Here is how quickly time gets away from me – I actually started writing this entry in February and then never took the time to get back to it. Alex had just left after a month-long visit to go back to school, we were working through sorting college options for Maggie and starting up 2016 ministries. Our friends as well were all dealing with chaos in their lives and it felt like every conversation we had we were just trying to all stay afloat and make it through. On a Monday night, Maggie returned from worship practice feeling upset after sensing a heaviness hanging over everyone. Nobody was experiencing joy. Everyone was just getting through to the next day. The next morning we sent out text messages to a bunch of friends and by early evening we had a house full of people ready to stop everything and drop it into God’s hands. It was beautiful. We sang and prayed and sang some more. Many tears were shed, many hurts and needs spoken and prayed for. It was a breath of fresh air. Everyone left that night with new energy and a new attitude.
But you can’t just breathe once and expect to live forever. Like it usually does, life kept chugging along and soon our days were packed with busyness again and we start realizing we were out of air again. This time, though, it seems like God has made a way for a full-on time out.

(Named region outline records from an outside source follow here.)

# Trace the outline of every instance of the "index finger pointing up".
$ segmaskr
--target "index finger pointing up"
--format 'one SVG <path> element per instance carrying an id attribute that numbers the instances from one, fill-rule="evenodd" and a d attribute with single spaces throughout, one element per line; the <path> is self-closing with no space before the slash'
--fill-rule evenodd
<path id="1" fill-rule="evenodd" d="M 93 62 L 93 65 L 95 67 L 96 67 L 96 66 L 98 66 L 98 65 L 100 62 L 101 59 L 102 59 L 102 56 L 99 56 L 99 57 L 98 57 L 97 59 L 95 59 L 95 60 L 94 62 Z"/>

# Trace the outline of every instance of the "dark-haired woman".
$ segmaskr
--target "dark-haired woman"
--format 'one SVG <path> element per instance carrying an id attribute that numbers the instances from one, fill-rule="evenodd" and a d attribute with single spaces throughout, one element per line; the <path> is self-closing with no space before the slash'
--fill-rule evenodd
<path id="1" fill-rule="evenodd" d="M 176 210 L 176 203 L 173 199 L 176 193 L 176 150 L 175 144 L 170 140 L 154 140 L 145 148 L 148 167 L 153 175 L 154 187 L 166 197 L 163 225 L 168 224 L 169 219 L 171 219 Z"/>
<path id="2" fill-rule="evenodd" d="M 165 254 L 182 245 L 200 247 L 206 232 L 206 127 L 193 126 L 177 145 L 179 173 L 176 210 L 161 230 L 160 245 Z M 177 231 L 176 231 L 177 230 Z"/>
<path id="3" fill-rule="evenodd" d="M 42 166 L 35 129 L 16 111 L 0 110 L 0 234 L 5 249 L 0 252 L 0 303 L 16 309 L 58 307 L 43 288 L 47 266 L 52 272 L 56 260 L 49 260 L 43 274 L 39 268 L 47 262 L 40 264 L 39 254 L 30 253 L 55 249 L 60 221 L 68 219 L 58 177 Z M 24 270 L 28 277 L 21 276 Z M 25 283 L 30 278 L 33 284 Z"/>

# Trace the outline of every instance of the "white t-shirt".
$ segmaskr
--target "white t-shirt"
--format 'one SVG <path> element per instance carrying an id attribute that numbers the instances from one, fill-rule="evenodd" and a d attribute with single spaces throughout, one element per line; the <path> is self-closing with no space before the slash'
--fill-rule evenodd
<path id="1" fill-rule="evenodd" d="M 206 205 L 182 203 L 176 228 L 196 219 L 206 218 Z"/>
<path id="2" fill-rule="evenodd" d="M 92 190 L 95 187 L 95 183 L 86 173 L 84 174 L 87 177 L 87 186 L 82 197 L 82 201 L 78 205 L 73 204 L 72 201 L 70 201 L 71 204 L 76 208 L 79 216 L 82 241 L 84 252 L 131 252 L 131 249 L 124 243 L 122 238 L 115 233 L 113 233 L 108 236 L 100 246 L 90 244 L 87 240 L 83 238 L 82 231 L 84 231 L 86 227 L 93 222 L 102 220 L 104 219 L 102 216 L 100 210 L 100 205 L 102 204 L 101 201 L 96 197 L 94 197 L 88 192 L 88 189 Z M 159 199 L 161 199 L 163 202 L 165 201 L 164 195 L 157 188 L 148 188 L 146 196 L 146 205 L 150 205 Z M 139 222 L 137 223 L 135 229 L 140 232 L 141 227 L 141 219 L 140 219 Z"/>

One of the very unglamorous sides of being a missionary is dealing with visas, immigration and all the red tape that goes with that. I don’t think we realized when we first signed up to be missionaries how many hours would be spent in government offices, waiting in lines, producing documents upon documents, etc., but in the midst of our weekly ministries, we have been spending the last couple of months trying to get our residency visas. It has been a process kind of like asking ten people for directions and each one giving you a different answer. We have tried to be diligent and do everything according to instruction, but every time we have to change to a new person to work with we have gotten a different answer like, ‘You have to come back later,” so we go back later and they say, “You should have come sooner.” So today we are in limbo, awaiting word and trying to figure out what to do.
Maggie and I have to leave the country tomorrow for a few days and come back to Colombia on a tourist visa to give more time for their residency visa application to go through processing. We are hoping and praying that Corey will receive his permanent visa today or tomorrow. Please pray with us that he will receive it. Should there be any other tie ups, he will have to leave Colombia on Friday for a few days as well.

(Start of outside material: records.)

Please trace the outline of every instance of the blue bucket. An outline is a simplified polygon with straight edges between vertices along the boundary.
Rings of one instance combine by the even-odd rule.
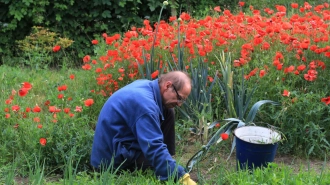
[[[237,169],[267,166],[273,162],[281,134],[265,127],[244,126],[234,130]]]

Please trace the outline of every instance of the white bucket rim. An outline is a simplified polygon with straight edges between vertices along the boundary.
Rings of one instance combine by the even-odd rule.
[[[235,137],[253,144],[276,144],[281,134],[273,129],[261,126],[243,126],[234,130]]]

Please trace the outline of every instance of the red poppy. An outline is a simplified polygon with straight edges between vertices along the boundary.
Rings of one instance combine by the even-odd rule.
[[[32,109],[32,112],[40,112],[41,111],[41,108],[38,106],[38,105],[36,105],[35,107],[33,107],[33,109]]]
[[[262,78],[262,77],[265,76],[265,74],[266,74],[266,71],[262,69],[262,70],[260,70],[260,72],[259,72],[259,77]]]
[[[19,127],[19,124],[16,123],[13,127],[17,129]]]
[[[61,49],[61,46],[54,46],[53,51],[56,53]]]
[[[228,137],[229,137],[229,135],[228,135],[227,133],[222,133],[222,134],[221,134],[221,138],[222,138],[222,140],[227,140]]]
[[[326,98],[322,98],[321,102],[325,103],[326,105],[330,104],[330,96],[326,97]]]
[[[289,97],[290,96],[290,91],[284,90],[282,96]]]
[[[207,79],[210,81],[210,82],[213,82],[213,77],[212,76],[208,76]]]
[[[18,95],[20,97],[23,97],[23,96],[27,95],[27,93],[28,93],[28,89],[27,88],[21,88],[20,90],[18,90]]]
[[[29,82],[23,82],[22,88],[26,88],[27,90],[32,89],[32,85]]]
[[[46,100],[45,103],[44,103],[44,105],[46,105],[46,106],[50,105],[50,101],[49,100]]]
[[[152,79],[157,78],[158,77],[158,74],[159,74],[159,71],[158,70],[154,71],[153,73],[151,73],[151,78]]]
[[[125,69],[123,67],[121,67],[121,68],[118,69],[118,72],[123,73],[123,72],[125,72]]]
[[[91,60],[91,56],[89,56],[89,55],[86,55],[83,58],[84,63],[89,62],[90,60]]]
[[[39,117],[35,117],[35,118],[33,118],[33,121],[39,123],[40,122],[40,118]]]
[[[92,69],[92,66],[89,65],[89,64],[85,64],[81,68],[83,68],[84,70],[91,70]]]
[[[221,12],[220,6],[216,6],[216,7],[214,7],[214,11],[216,11],[216,12]]]
[[[45,138],[40,138],[39,139],[39,143],[42,145],[42,146],[46,146],[46,143],[47,143],[47,140]]]
[[[98,44],[98,43],[99,43],[98,40],[92,40],[92,44],[93,44],[93,45],[96,45],[96,44]]]
[[[305,65],[299,65],[298,67],[297,67],[297,70],[298,71],[303,71],[303,70],[305,70],[306,69],[306,66]]]
[[[292,8],[298,8],[298,3],[291,3]]]
[[[65,91],[67,89],[67,86],[66,85],[62,85],[62,86],[58,86],[57,87],[57,90],[58,91]]]
[[[59,94],[59,95],[57,95],[57,98],[58,99],[62,99],[64,97],[64,94]]]
[[[94,104],[94,100],[93,99],[87,99],[85,100],[85,106],[86,107],[90,107]]]
[[[82,107],[81,106],[76,106],[76,109],[74,111],[75,112],[82,112]]]
[[[95,72],[96,72],[96,73],[101,73],[101,72],[102,72],[102,68],[100,68],[100,67],[99,67],[99,68],[96,68],[96,69],[95,69]]]
[[[7,99],[7,100],[5,101],[5,104],[9,105],[9,104],[11,104],[12,101],[13,101],[12,99]]]
[[[13,110],[14,112],[18,112],[19,109],[20,109],[20,107],[19,107],[18,105],[13,105],[13,106],[11,107],[11,110]]]
[[[48,107],[48,110],[49,110],[50,113],[61,112],[61,109],[58,109],[58,108],[55,107],[55,106],[49,106],[49,107]]]

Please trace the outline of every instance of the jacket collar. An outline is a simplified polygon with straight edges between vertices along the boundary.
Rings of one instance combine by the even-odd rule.
[[[156,104],[158,105],[159,110],[160,110],[160,113],[159,114],[161,115],[162,120],[164,120],[163,103],[162,103],[162,97],[161,97],[161,94],[160,94],[160,88],[159,88],[159,84],[158,84],[158,79],[152,80],[150,82],[150,85],[151,85],[151,88],[152,88],[152,91],[153,91],[153,94],[154,94],[154,98],[155,98]]]

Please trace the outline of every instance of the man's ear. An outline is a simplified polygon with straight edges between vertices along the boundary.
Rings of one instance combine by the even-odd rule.
[[[172,82],[171,82],[171,81],[166,81],[166,82],[164,83],[164,89],[165,89],[165,90],[169,89],[171,86],[172,86]]]

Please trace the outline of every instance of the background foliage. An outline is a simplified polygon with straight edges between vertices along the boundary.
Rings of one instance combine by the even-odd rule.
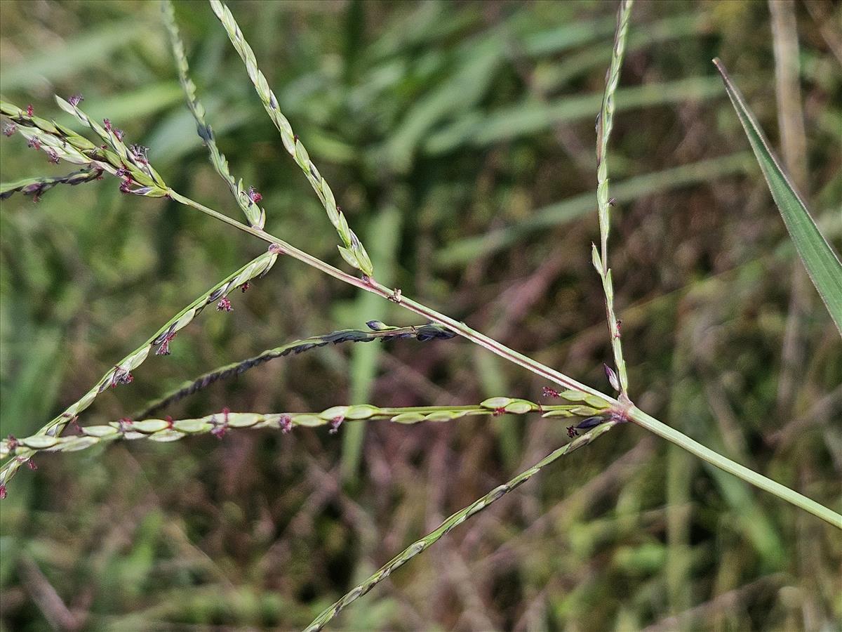
[[[231,6],[378,279],[605,388],[610,351],[589,245],[615,4]],[[52,94],[81,92],[92,116],[150,147],[173,188],[237,216],[184,106],[157,3],[7,0],[0,11],[4,98],[69,125]],[[336,263],[323,211],[210,8],[176,11],[207,120],[232,172],[264,195],[267,229]],[[839,249],[842,16],[821,2],[799,3],[797,15],[802,189]],[[800,264],[713,56],[779,147],[765,3],[636,5],[610,147],[630,383],[642,408],[838,509],[842,345],[809,284],[792,290]],[[3,139],[0,159],[4,181],[72,170],[19,137]],[[4,201],[0,229],[3,436],[36,430],[264,249],[108,179],[37,205]],[[375,319],[413,322],[282,259],[232,313],[203,313],[172,356],[82,420],[131,415],[213,367]],[[168,412],[534,399],[541,386],[466,342],[378,342],[278,360]],[[558,421],[502,417],[43,455],[0,506],[0,625],[301,627],[565,441]],[[839,624],[842,543],[819,521],[634,427],[562,461],[413,560],[337,629]]]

To say it’s all a little chaotic is an understatement. I’ve had to cancel several things we had on the calendar for this week. However, there is a wonderful silver lining. While initially we were stressed out about having to leave the country and what we would need to do, now we are excited. See, Maggie is finishing her final day of high school today. She has done online school for the past few years and today she is taking her final exam to end her high school career. We’ve been feeling bad because while it worked out for Alex to be Stateside during our furlough just in time to go through all the normal rites of graduation, Maggie is here in Colombia without all the pomp and circumstance. We talked about having a party, but they don’t really do that here. There will be no formal ceremony because her school is based out of Atlanta and since it’s an online school there is no graduation walk. For months we’ve been thinking about how to celebrate this achievement in her life. It is monumental and we didn’t want to let it just pass by.
It turns out that the predicament we’ve been in with the visas has answered that for us. When we knew we had to travel we began searching for tickets everywhere, looking for the cheapest possible destination to satisfy our leaving the country. It turns out the cheapest flights were to a small island off the coast of Venezuela. It’s called Curacao and based on pictures we have seen and accounts from friends who have been, it is beautiful! Maggie and I will be spending the next few days there. We have to leave Colombia tomorrow. We have no choice, but it is absolutely perfect timing since Maggie will finish school today. We will celebrate Maggie’s graduation perhaps non-traditionally but in a grand way on a beautiful island and with a very special mother-daughter trip before Maggie returns to the States in the fall to begin college.
I feel like this is God’s way of saying, “Time out.” While I had played with the idea of a trip, I’m not sure it would have ever made it to reality without literally being forced to do it. So here we are, another crazy week, but that’s okay. This crazy week is leading us to a time to relax, to breathe again because the rest is out of our control – and amazingly, that is a relief.